PT Pos Indonesia is a state-owned corporation, which was established, as per current structure, in 1995

(PT Pos Indonesia, 2016). It operates through three main revenue streams namely “mails & parcels”,

“financial services”, and “retails and networks”. In 2016, the organization counted 47,317 post agents,

4,657 post offices, 27,808 employees, 3,537 post agent couriers, 1,318 mobile services, 10,197 post-

boxes, and 64,161 mail-boxes (PT Pos Indonesia, 2016).

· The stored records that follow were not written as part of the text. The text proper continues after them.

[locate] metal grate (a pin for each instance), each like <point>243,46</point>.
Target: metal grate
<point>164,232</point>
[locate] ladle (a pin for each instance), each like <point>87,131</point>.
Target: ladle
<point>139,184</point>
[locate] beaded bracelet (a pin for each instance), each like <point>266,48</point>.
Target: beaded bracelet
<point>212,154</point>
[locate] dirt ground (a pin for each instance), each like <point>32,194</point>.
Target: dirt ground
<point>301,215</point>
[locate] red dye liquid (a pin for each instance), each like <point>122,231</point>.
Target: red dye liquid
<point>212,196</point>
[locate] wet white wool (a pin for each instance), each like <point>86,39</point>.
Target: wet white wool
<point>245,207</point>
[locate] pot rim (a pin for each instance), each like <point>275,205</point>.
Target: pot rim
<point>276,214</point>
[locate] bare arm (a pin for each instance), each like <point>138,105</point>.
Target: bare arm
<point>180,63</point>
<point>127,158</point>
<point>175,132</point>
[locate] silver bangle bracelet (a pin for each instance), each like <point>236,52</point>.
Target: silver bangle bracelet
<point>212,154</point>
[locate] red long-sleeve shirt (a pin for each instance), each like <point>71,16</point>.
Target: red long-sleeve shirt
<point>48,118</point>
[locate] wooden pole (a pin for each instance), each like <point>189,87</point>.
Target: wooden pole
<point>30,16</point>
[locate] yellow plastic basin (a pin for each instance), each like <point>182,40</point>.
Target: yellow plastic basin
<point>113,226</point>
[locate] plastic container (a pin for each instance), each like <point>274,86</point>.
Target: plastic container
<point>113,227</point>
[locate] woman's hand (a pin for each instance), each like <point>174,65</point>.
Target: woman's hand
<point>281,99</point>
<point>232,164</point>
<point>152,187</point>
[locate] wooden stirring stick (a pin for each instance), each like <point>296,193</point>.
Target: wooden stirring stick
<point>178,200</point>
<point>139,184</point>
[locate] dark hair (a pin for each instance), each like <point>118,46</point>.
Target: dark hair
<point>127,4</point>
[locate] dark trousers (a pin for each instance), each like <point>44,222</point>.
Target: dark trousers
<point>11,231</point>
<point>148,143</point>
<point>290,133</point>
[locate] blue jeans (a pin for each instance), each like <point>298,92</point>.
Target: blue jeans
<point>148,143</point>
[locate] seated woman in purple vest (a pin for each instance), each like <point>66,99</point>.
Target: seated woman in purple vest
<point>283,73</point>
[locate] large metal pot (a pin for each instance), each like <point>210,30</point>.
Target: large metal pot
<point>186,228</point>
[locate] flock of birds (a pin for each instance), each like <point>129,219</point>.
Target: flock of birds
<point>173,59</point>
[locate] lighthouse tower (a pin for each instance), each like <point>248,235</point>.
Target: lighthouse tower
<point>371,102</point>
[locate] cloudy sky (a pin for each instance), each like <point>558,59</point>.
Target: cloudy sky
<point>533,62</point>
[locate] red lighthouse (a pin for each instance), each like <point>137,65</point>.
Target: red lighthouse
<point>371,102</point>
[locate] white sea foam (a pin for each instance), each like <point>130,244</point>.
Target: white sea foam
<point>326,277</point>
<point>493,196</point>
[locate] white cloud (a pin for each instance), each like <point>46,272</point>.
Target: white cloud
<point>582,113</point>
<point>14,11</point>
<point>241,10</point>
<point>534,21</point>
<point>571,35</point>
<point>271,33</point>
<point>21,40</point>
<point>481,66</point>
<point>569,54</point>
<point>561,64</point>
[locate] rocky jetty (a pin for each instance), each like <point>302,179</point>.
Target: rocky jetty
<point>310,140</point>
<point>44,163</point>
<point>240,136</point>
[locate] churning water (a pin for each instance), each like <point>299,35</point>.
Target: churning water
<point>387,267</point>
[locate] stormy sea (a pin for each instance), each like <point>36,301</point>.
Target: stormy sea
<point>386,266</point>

Due to the combination of changes in Indonesian regulatory law (no. 38 of 2009), intense digitalization of

supply chains, and rapid surge of e-commerce logistics, the leading role of PT Pos Indonesia in the national

logistics industry has been seriously threatened recently; thus, demanding for significant and progressive

investments to address key strategic issues and to strengthen the company’s positioning in both core and

non-core businesses (PT Pos Indonesia, 2016).

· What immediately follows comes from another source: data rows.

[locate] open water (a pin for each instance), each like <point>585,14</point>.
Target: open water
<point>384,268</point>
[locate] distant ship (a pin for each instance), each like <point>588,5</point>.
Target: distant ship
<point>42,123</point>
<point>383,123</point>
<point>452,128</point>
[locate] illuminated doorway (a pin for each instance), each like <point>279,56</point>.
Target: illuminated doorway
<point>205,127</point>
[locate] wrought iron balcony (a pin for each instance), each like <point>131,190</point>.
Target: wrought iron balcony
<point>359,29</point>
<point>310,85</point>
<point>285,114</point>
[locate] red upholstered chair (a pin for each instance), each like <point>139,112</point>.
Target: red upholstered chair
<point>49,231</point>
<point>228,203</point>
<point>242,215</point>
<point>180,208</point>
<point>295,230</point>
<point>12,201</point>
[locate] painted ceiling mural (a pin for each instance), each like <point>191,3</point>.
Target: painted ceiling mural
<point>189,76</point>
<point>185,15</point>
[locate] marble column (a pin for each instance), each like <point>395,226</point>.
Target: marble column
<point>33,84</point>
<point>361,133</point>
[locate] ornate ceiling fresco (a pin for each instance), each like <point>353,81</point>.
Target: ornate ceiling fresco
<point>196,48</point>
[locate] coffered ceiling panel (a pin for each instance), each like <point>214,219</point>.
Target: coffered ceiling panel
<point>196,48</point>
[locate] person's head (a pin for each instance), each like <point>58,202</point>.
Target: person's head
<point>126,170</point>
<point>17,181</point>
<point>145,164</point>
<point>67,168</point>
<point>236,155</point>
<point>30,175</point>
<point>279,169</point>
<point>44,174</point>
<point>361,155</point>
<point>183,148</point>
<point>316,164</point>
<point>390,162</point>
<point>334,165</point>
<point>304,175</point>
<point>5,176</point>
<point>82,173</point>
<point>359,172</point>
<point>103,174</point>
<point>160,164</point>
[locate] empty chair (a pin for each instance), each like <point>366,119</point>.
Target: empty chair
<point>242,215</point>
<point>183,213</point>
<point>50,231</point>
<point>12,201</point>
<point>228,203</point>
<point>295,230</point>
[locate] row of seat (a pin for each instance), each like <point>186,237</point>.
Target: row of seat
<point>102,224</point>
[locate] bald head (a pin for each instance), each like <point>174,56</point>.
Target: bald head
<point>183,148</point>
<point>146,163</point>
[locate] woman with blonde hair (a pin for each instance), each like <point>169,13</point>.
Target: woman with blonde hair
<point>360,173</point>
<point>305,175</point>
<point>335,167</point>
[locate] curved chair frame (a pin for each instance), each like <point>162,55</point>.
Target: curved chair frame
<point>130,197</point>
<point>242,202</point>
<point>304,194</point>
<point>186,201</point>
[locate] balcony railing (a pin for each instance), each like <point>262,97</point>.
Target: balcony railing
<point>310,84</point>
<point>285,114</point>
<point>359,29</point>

Situational Analysis & Scope of Work

In Greater Surabaya, PT Pos Indonesia manages a distribution network comprising of 1 supply point, 1

large Distribution Centre (Postal Processing Centre or PPC), 9 intermediate distribution centres (DCs), and

49 demand points (districts or “kecamatan”). The emphasis of this work will be on the optimum reduction

of the number of intermediate DCs (Figure 3.2). Based on field studies and preliminary data analytics, it

is revealed that this existing network structure is leading to high operational and distribution costs due to

its size. The ultimate goal is to optimize the current network to provide an efficient and responsive

network of distribution facilities to gain competitive capabilities in the last mile.

FIGURE 3.2. SCHEMATIC REPRESENTATION OF PT POS INDONESIA SUPPLY NETWORK (FOR ILLUSTRATION PURPOSES ONLY)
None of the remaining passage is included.